The Ha'iku Stairs, also known as the Stairway to Heaven, form a steep mountain hiking trail that seems to disappear into the skies above Oahu.
The trail got its start as a simple wooden ladder attached to the cliff. It was installed during World War II to facilitate the building of a giant VLF transmitter. As opposed to other VLF-transmitters this station did not use any towers, but antenna cables spun between the cliffs above Ha'iku Valley. These, along with a building at the peak, could transmit signals that could reach submarines submerged in the waters of Tokyo Bay.
In the 1950s, the wooden stairway was replaced by metal stairs and ramps -- 3,922 steps in all. The stairway became off-limits in 1987, when vandals destroyed three of its sections. Undeterred, thrill-seeking hikers soon took to sneaking up the stairs, incurring the ire of local residents.

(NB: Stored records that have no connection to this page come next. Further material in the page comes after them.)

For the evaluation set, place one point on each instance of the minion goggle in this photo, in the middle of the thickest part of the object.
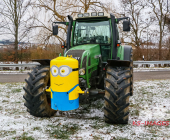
(62, 71)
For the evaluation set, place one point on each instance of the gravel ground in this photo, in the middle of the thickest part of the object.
(150, 102)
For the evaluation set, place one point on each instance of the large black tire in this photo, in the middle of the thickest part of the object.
(131, 72)
(37, 100)
(117, 92)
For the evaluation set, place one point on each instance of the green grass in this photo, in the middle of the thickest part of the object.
(97, 138)
(97, 125)
(37, 128)
(24, 137)
(135, 113)
(63, 131)
(5, 101)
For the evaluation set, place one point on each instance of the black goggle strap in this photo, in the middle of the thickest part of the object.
(75, 69)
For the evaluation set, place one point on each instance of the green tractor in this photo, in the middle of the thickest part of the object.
(104, 68)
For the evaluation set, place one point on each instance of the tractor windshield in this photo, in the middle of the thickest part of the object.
(95, 32)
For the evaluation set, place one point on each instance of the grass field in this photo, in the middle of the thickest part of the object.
(151, 102)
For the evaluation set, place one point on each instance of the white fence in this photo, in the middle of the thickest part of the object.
(135, 63)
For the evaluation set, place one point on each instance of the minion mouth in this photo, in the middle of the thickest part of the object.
(58, 84)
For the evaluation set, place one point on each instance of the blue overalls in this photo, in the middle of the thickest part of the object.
(60, 101)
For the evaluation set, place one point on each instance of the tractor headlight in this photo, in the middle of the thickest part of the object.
(82, 71)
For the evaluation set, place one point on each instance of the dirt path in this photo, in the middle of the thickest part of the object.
(4, 78)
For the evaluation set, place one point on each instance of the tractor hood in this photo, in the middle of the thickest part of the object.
(85, 54)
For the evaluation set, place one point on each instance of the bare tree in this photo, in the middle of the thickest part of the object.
(135, 9)
(159, 8)
(14, 20)
(58, 11)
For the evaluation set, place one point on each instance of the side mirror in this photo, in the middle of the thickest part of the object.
(126, 25)
(55, 29)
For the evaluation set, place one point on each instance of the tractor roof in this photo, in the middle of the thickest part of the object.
(91, 15)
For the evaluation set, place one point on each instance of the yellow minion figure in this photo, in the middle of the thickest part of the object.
(64, 87)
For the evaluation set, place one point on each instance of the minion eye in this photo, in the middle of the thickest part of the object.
(64, 71)
(54, 71)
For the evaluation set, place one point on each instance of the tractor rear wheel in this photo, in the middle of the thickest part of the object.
(117, 92)
(37, 100)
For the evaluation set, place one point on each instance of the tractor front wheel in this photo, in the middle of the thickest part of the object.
(117, 92)
(37, 100)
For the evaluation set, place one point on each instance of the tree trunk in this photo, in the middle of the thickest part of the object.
(16, 33)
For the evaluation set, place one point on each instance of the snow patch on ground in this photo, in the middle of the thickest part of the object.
(150, 102)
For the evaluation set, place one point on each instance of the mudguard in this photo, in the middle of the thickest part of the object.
(127, 52)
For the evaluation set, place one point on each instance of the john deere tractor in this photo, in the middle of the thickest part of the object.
(94, 63)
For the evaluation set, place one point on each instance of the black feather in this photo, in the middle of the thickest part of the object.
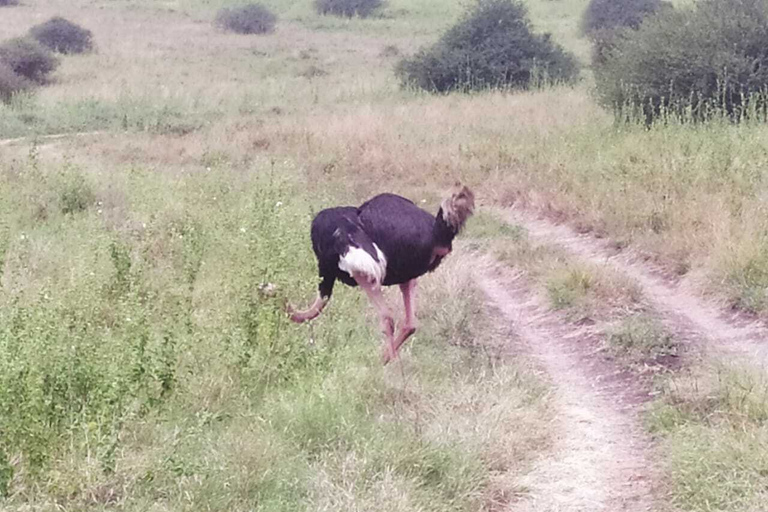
(405, 234)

Though the city repaired the broken and rusted segments in 2002 with the intent of opening the Ha’iku stairs to the public, community complaints and liability concerns have kept them closed. At just 18 inches wide, and more like a ladder in the steepest sections, the steps require climbers to travel single-file and make passing others difficult. A handrail on each side offers protection from tumbles down the mountain, but those rails -- and the stairs -- are often wet and slippery from the humidity.
To score a spectacular view of the sunrise, you’ll need to start your hike up Ha’iku stairs in the dead of night. Each day at about 5am, a security guard arrives at the foot of the stairs to enforce the no-trespassing rule. If you can find your way through the pitch-black jungle before the guard arrives, you’ll be able to hike to the summit and back without getting into trouble. (As long as you are quiet and polite, the guard may even congratulate you or take a group photo when you arrive back at the bottom.) The reward for completing the adrenalin-fueled, mist-shrouded ascent is a glorious 360-degree view of Oahu.